Ask HN: Scripts/commands for extracting URL article text? (links -dump but)

by WCityMikeon 6/28/2019, 6:23:33 PM with 3 comments

by westurneron 6/29/2019, 6:18:55 AM
> I imagine it starts with "links -dump", but then there's using the title as the filename,
The title tag may exceed the filename length limit, be the same for nested pages, or contain newlines that must be escaped.
These might be helpful for your use case:
"Newspaper3k: Article scraping & curation" https://github.com/codelucas/newspaper
lazyNLP "Library to scrape and clean web pages to create massive datasets" https://github.com/chiphuyen/lazynlp/blob/master/README.md#s...
scrapinghub/extruct https://github.com/scrapinghub/extruct
> extruct is a library for extracting embedded metadata from HTML markup.
> It also has a built-in HTTP server to test its output as JSON.
> Currently, extruct supports:
> - W3C's HTML Microdata
> - embedded JSON-LD
> - Microformat via mf2py
> - Facebook's Open Graph
> - (experimental) RDFa via rdflib

by WCityMikeon 6/30/2019, 9:22:24 PM

Just for the record in case anyone digs this up on a later Google search, install the newspaper, unidecode, and re python libraries (pip3 install), then:

  from sys import argv
  from unidecode import unidecode
  from newspaper import Article
  import re

  script, arturl = argv

  url = arturl
  article=Article(url)

  article.download()
  article.parse()

  title2 = unidecode(article.title)

  fname2 = title2.lower()
  fname2 = re.sub(r"[^\w\s]", '', fname2)
  fname2 = re.sub(r"\s+", '-', fname2)
   
  text2 = unidecode(article.text)
  text2 = re.sub(r'\n\s*\n', '\n\n', text2)

  f = open( '~/Desktop/' + str(fname2) + '.txt', 'w' )
  f.write( str(title2) + '\n\n' )
  f.write( str(text2) + '\n' )
  f.close()

I execute via from shell:

  #!/bin/bash
  /usr/local/opt/python3/Frameworks/Python.framework/Versions/3.7/bin/python3 ~/bin/url2txt.py $1

If I want to run it on all the URLs in a text file:

  #!/bin/bash
  while IFS='' read -r l || [ -n "$l" ]; do
    ~/bin/u2t "$l"
  done < $1

I'm sure most of the coders here are wincing at one or multiple mistakes or badly formatted items I've done here, but I'm open to feedback ...
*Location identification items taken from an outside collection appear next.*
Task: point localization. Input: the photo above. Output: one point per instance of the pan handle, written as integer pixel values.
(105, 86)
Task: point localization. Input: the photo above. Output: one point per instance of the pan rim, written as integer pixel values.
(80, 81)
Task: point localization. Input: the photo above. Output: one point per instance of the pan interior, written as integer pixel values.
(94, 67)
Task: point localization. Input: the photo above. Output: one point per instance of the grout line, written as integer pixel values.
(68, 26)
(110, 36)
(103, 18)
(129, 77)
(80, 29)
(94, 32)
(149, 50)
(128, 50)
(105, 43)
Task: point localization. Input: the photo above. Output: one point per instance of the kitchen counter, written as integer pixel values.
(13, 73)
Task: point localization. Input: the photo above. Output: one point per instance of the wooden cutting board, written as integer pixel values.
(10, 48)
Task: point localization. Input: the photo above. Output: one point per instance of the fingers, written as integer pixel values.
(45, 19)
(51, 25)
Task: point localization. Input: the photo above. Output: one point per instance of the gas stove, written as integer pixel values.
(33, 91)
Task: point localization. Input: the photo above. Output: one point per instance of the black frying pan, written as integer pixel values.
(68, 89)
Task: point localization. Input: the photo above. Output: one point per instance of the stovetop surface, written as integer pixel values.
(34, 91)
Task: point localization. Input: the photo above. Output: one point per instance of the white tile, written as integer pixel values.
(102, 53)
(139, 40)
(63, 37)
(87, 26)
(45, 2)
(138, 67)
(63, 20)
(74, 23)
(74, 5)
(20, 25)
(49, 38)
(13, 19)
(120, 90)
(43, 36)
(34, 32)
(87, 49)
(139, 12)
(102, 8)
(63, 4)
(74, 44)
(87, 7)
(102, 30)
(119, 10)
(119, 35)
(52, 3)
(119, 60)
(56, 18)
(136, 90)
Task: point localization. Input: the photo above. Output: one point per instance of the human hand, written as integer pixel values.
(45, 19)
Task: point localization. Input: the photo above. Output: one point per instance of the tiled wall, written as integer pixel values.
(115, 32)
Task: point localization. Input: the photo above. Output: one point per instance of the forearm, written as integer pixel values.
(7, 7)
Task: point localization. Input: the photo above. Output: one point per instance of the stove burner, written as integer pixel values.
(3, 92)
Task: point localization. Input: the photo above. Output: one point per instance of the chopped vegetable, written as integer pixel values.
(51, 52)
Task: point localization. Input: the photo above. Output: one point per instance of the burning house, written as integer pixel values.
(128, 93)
by spaceprisonon 6/28/2019, 9:49:18 PM
I don't know if a specific script but you might be able to make something with python using the requests, beautifulsoup and markdownify modules.
Requests to fetch the page. beautifulsoup to grab the tags you care about (title info) and then markdownify to take the raw html and turn it into markdown.